Disregarding what may or may not have been entirely ethical purchase and all the butthurt that came of it, the end result of Mr. Trump’s purchase is very slick indeed. The Trump International Estate is set amongst mature woodland and certainly fits right into the majestic Aberdeenshire countryside (Trump described Scotland as “The Home of Golf”) . We saw two parts of the estate, which I’ll outline below
The first is The Clubhouse Restaurant. It’s all leather seating and floor-to-ceiling windows with views of the Great Dunes of Scotland and the North Sea. The menu is mostly Scottish/Modern European with a fair few American numbers snuck in. I was told by the food and beverage manager, Chris Hodgens, that every dish gets taste tested by ‘The Donald’ himself before final approval on the menu. They’re open daily from 6.45am till late. And apparently they’re open every day of the year – which must be difficult ‘cos the weather can get pretty formidable round there in the winter.
The second is MacLeod House Restaurant – a five-star Hotel offering luxury accommodation in the form of 16 ‘Superior’, ‘Deluxe’ and ‘Grand Deluxe’ rooms. Home to the highest ceilings i have ever seen in a hotel room and also the largest bathroom i’v ever seen. Plus an ultra luxurious and rather superfluous bed (*i sleep on a futon and what is this?*). It’s named after Trump’s mother, Mary MacLeod, who was from Stornoway on the Isle of Lewis. She, supposedly, grew up in a small town, until she landed in Manhattan at the age of 20 – her first language was Gaelic!
Glen Garioch (pronounced ‘Geery’… as in ‘cheery geery’ in the Doric dialect of Aberdeen) is one of the oldest whisky distilleries in Scotland – supposedly dating back to 1797 (though varying dates are given as to the actual founding of the distillery). Originally a brewery and a tannery, before someone got the bright idea of making harder stuff there, Glen Garioch is also the most Easterly of Scotland’s distilleries.
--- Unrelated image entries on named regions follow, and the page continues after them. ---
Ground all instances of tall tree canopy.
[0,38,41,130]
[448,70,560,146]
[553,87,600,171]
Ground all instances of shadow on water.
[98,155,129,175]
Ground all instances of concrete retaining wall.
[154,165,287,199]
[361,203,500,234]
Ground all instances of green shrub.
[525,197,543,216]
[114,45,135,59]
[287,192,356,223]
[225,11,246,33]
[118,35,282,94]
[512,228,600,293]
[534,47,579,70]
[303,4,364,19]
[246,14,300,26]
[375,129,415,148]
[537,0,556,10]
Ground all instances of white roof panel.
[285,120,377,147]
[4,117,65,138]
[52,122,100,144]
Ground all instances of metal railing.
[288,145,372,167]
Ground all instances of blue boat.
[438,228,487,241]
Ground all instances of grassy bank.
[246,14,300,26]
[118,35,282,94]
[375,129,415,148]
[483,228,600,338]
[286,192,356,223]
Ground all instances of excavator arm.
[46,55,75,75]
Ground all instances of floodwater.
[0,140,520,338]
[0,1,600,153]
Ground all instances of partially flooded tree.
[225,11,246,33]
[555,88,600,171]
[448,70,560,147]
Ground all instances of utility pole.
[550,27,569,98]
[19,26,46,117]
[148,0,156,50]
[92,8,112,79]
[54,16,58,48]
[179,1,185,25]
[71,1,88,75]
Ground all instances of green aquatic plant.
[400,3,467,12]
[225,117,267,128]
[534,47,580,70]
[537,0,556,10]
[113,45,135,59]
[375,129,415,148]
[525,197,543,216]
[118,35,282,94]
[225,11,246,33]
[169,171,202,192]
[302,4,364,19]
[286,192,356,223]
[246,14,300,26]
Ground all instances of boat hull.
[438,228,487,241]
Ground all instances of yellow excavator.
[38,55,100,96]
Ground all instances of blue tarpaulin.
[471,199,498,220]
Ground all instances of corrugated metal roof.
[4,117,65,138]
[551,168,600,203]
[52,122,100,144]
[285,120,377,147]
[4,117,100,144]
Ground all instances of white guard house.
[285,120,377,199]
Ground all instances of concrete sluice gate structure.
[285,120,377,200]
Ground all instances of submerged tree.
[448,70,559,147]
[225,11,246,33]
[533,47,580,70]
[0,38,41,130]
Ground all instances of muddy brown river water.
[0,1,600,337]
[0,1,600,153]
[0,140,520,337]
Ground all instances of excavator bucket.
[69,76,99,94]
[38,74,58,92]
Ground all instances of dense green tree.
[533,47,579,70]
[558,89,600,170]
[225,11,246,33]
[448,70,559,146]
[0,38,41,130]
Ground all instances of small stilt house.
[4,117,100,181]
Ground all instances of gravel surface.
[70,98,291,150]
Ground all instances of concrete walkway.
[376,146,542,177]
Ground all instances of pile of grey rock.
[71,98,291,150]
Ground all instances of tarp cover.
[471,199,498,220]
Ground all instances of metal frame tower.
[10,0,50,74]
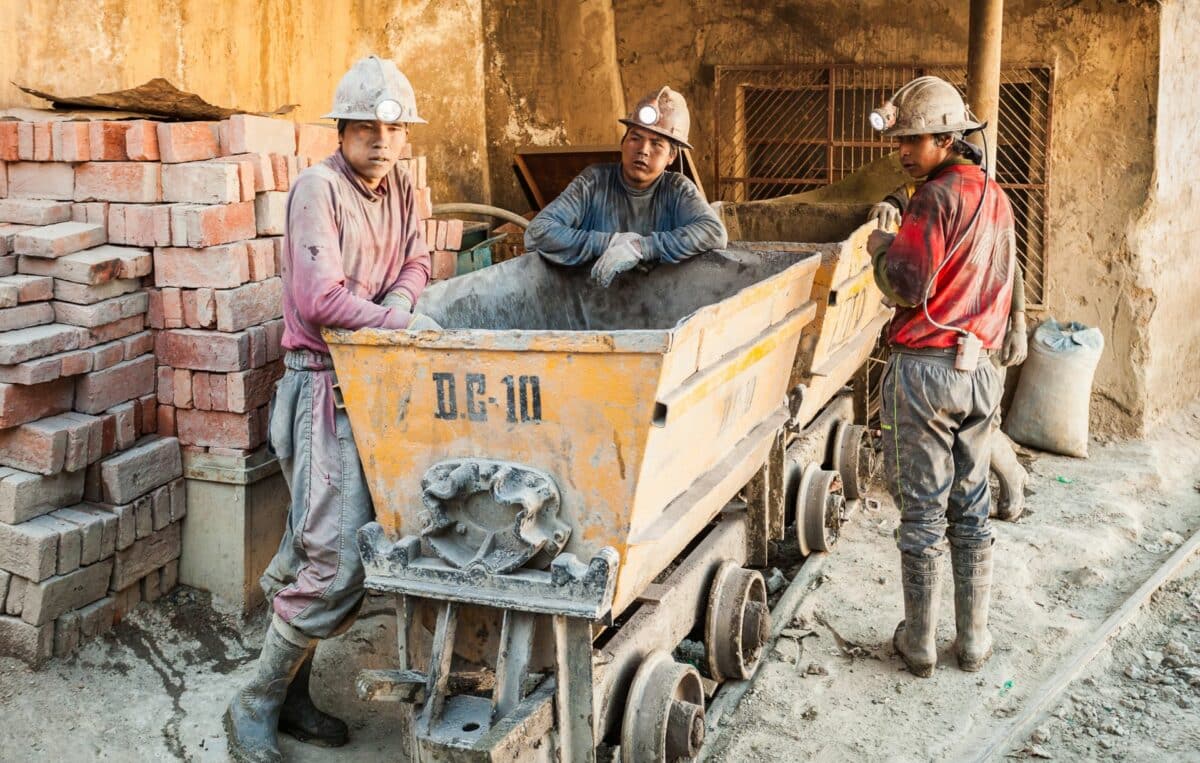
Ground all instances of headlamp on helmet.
[376,98,404,122]
[637,103,659,126]
[868,101,896,132]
Based on the outskirts of the historic old market town of Oldmeldrum, the site occupies an entire road, with its bonded warehouse on one side, and the distillery proper on the other. The surrounding area (‘the valley of the Garioch’) is supposedly is known as ‘the granary of Aberdeenshire’ – a good place for the malt that goes into said delicious delicious whisky. We got to do the distillery tour as part of the trip, which is highly legit and gives you the chance to try a bunch of their lesser known, rarer expressions. Other things to doinclude bottling your own (straight from the cask – and it tastes fucking SPECTACULAR)
Their cask strength Founder’s Reserve is one of the very first whiskies I ever tried and it entirely melted my face. I’ll never forget it. I certainly wasn’t ready for it back then, but returning about 4 years later was a different story entirely 😀 Fun fact – they closed in 1995 (reopening again in 1997) and the ‘Vintage 1995’ was last Glen Garioch to be made with peat smoked barley. They’re run by Morrison Bowmore Distillers, which is, as of 1994, owned by the Japanese/American booze conglomerate Beam Suntory. Each of their malts is “non chill-filtered as nature intended”.